By Dr. Lin Chia-lung
NVIDIA CEO Jensen Huang famously uses a "five-layer cake" analogy to describe the artificial intelligence ecosystem: energy at the base, followed by chips, infrastructure, models, and applications. This architecture illustrates that AI is far more than a software race of chatbots; it is a massive industrial matrix. If any single layer is missing, the entire system collapses.
When we view the U.S.–China race for AI supremacy through this lens, one geopolitical reality comes into sharp focus: Taiwan is the fulcrum upon which the global balance of power tips.
As Mr. Jensen Huang recently remarked: "Taiwan is the center of the AI revolution. Chips, advanced packaging, system assembly, and AI supercomputers are all done in Taiwan." This reality exposes the flaws in some political rhetorics— asserting that "Taiwan stole America's chip industry." Such claims fundamentally misunderstand the profound technological symbiosis that binds the U.S. and Taiwan.
The Tech Symbiosis: Hardware Meets Software
Taiwan’s semiconductor dominance is the result of decades of strategic cultivation—from pioneering research institutions to tech titans like TSMC, MediaTek, and Foxconn. Supported by an elite talent pool and relentless innovation, Taiwan has built a highly specialized, tightly knit ecosystem that cannot be easily replicated. This makes Taiwan an irreplaceable strategic partner for Washington as it strives to build a resilient, "Non-Red Supply Chain" to safeguard national security.

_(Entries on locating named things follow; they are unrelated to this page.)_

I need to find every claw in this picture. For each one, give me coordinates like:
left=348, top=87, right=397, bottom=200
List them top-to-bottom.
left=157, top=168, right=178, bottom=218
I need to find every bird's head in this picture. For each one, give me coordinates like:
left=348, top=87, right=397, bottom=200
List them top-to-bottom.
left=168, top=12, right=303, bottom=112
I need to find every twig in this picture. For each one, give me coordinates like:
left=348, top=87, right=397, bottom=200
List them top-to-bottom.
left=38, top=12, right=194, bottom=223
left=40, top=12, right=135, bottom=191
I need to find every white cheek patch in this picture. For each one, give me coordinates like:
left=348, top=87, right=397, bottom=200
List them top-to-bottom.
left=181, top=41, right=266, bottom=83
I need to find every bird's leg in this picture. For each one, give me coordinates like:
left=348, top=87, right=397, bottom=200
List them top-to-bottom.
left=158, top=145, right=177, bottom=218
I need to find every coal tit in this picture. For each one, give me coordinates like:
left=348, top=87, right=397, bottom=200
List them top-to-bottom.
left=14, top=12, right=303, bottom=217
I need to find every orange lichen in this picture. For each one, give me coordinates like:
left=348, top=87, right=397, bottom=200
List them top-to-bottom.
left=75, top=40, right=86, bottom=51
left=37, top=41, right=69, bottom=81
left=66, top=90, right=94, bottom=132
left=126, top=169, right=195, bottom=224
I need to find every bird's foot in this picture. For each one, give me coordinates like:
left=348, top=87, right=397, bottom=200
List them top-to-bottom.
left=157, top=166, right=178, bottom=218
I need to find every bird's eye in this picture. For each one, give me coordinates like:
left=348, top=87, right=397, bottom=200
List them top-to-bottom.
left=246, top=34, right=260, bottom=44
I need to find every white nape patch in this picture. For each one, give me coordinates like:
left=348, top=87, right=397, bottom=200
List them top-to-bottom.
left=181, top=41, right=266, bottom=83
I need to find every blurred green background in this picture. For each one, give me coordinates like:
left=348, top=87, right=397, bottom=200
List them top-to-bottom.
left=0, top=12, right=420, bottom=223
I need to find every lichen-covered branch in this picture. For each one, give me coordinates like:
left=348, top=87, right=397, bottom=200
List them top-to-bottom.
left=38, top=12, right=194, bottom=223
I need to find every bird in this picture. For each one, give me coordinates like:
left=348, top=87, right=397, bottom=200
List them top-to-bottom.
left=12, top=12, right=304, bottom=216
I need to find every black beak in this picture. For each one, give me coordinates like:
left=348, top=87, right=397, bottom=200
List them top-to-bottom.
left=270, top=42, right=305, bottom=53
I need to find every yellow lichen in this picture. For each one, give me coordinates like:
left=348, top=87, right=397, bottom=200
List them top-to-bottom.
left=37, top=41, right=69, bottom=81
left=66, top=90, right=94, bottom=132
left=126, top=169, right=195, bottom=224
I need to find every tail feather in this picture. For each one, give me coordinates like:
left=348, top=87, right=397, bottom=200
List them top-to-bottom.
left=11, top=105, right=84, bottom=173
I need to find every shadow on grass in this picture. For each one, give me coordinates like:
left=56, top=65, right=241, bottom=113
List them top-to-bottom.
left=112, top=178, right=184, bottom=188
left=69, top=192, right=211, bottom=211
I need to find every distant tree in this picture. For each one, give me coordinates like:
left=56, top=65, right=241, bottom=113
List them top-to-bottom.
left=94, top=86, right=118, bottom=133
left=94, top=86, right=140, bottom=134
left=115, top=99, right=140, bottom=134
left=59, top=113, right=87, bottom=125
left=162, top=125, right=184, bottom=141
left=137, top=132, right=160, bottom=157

The U.S. has long elevated AI competition to a core national strategy, declaring in its America’s AI Action Plan that Washington must set the global gold standard for AI and eliminate reliance on "adversarial technologies." Yet, to maintain its lead, export controls and software models are not enough. Washington must secure a sustainable physical supply chain, which is precisely where Taiwan's value lies across the AI layers:
- The Chip Layer: The U.S. possesses the world’s strongest chip design capabilities, but designs must be manufactured and packaged at ultra-high yields to become actual AI capacity. Taiwan sits at the nucleus of this loop, producing roughly 90% of the world's AI servers and over 90% of advanced-node chips. American software dominance cannot be realized without Taiwanese hardware.
- The Infrastructure Layer: The U.S. houses hyperscale cloud titans like Microsoft, Google, and Meta. Taiwan commands the comprehensive hardware and ICT supply chain. Merging American platforms with Taiwan’s manufacturing prowess yields the world's most complete AI infrastructure system.
Defending the Democratic AI Frontier
This symbiotic reality is the foundation of the landmark Silicon Age Declaration, signed at the recent U.S.–Taiwan Economic Prosperity Partnership Dialogue (EPPD). Spanning AI supply chain security, digital infrastructure, and high-tech talent, this agreement cements a framework for bilateral economic security.
Crucially, this cooperation extends into the Model Layer. While the U.S. maintains a qualitative lead in cutting-edge models, Beijing is aggressively weaponizing low-cost open-source models across the Global South. The U.S. and Taiwan are actively collaborating on "Sovereign AI" initiatives," ensuring that data security and national sovereignty remain intact prevents the global AI order from being dominated by authoritarian narratives.
The Next Frontier: Physical AI
The ultimate crucible of this tech race will take place at the fifth layer: Physical AI—the integration of AI into robotics, drones, smart manufacturing, and defense. Here, Taiwan faces both unprecedented opportunities and fierce competition.
Taiwan must evolve past its traditional role as a contract manufacturer and actively build a Democratic AI Alliance: weaving together Taiwan’s chips, America’s models, Japan’s robotics, and Europe’s industrial applications. Concurrently, Taiwan must transform its own machine tools, medical devices, and drone sectors into prime testing grounds for Physical AI.
Taiwan's Ministry of Foreign Affairs is aligning its diplomatic and economic strategies to meet this moment—integrating Sovereign AI into the Global Democratic Value Chain, reinforcing drone capabilities in the Indo-Pacific First Island Chain, and securing the global deployment of semiconductors via the Non-Red Supply Chain.
Bound by the "Silicon Age" framework, Taiwan stands as the ultimate pivot point in the U.S.–China AI competition. By helping the United States fully leverage its capital and market dominance while deploying Taiwan's unparalleled supply chain strengths, Taiwan is positioning itself at the vanguard of the next industrial revolution—not just as a supplier, but as an indispensable co-creator of the democratic world's technological future.
The author is the Minister of Foreign Affairs of the Republic of China (Taiwan).